Again the little prick. It was not on the Squire's behalf that the fire had been drawn.
The prick was left to work in. Lord Cheviot sat and waited.
"This is a most infamous woman," the Squire broke out. "She came herself and tried to trap me. I refused to give her money. This is her revenge."
Still Lord Cheviot waited.
The Squire began to feel that if he had escaped one trap, he was even now in the teeth of another. He wanted time to think it over; he wanted Dick to advise him. But he had no time, and he was alone under the gaze of the cold eyes of the man who was waiting for him to speak.
"I can't decide now exactly what steps I can take about this," he said, speaking hurriedly. "But I suppose you won't be satisfied to wait until I do take steps."
"I shall be quite satisfied, Mr. Clinton," said the chilly voice, "if you tell me that there is no truth in that letter."

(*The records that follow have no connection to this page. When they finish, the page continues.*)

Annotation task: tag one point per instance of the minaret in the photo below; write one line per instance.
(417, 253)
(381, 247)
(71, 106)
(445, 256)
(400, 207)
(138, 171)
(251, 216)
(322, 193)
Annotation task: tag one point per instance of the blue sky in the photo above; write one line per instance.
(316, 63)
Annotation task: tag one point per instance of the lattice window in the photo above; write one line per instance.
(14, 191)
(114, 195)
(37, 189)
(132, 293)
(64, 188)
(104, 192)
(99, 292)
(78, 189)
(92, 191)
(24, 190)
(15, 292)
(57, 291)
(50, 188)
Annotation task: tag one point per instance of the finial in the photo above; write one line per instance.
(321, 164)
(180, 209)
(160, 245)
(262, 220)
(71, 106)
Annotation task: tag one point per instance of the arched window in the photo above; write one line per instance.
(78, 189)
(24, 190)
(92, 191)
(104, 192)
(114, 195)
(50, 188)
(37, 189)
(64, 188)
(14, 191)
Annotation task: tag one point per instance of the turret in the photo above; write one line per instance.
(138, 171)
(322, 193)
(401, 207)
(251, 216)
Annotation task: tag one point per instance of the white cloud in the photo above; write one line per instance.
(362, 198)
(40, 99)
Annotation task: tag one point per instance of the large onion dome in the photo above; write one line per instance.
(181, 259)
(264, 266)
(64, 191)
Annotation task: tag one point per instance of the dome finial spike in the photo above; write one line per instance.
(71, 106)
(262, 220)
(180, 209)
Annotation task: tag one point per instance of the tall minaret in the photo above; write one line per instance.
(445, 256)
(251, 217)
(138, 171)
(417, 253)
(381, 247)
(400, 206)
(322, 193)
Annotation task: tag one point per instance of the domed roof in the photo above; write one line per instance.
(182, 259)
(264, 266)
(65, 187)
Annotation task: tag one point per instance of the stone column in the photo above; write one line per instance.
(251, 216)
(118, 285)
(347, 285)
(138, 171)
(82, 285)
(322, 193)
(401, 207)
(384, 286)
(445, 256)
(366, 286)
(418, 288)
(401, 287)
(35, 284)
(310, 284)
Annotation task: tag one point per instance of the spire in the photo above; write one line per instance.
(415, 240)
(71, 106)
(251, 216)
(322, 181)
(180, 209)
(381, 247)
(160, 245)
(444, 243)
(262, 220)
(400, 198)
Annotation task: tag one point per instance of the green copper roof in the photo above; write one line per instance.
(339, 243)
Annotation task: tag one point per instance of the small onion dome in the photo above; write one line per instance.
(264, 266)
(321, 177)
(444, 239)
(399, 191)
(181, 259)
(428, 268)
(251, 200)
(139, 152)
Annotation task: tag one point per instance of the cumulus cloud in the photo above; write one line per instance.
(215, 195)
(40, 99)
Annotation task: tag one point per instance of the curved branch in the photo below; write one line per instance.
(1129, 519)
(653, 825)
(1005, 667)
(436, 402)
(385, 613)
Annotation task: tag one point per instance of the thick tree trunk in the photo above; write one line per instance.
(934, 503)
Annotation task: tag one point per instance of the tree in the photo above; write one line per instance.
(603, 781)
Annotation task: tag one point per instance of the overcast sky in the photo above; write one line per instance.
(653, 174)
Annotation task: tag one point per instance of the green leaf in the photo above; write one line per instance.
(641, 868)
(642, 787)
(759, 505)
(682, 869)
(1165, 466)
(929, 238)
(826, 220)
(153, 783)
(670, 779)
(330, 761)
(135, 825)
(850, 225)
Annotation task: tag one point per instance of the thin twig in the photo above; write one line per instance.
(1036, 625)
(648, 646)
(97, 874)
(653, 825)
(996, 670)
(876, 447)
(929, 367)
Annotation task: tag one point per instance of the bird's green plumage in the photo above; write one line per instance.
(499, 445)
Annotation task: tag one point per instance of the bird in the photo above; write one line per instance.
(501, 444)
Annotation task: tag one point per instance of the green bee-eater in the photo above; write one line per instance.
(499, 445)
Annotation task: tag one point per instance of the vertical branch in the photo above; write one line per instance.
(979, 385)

Now he was caught in the teeth. He could not think clearly; he had not time to think at all. He could only cling to one determination, that he had not known until now was in his mind. With Humphrey on the other side of the world, and Susan in her grave, he would not exonerate himself by inculpating them.
He rose unsteadily from his chair. "I can only tell you this, my lord," he said. "I have been tried very terribly, and in whatever I have done or left undone, I have followed the path of honour. I can say no more than that now, and I can see that that is not enough. So I will wish you good-morning."
He did not raise his head, or he might have seen the cold, watchful look in Lord Cheviot's eyes after a little fade into a look that was not unsympathetic.
But there was little softening in the voice in which he said, "I must tell my nephew that I have given you the opportunity of denying, not a rumour that cannot be pinned down, but a categorical charge, and that you have not denied it."
The Squire made no reply. Lord Cheviot came forward, as if he would have accompanied him to the door; but he went out without a word, and shut it behind him.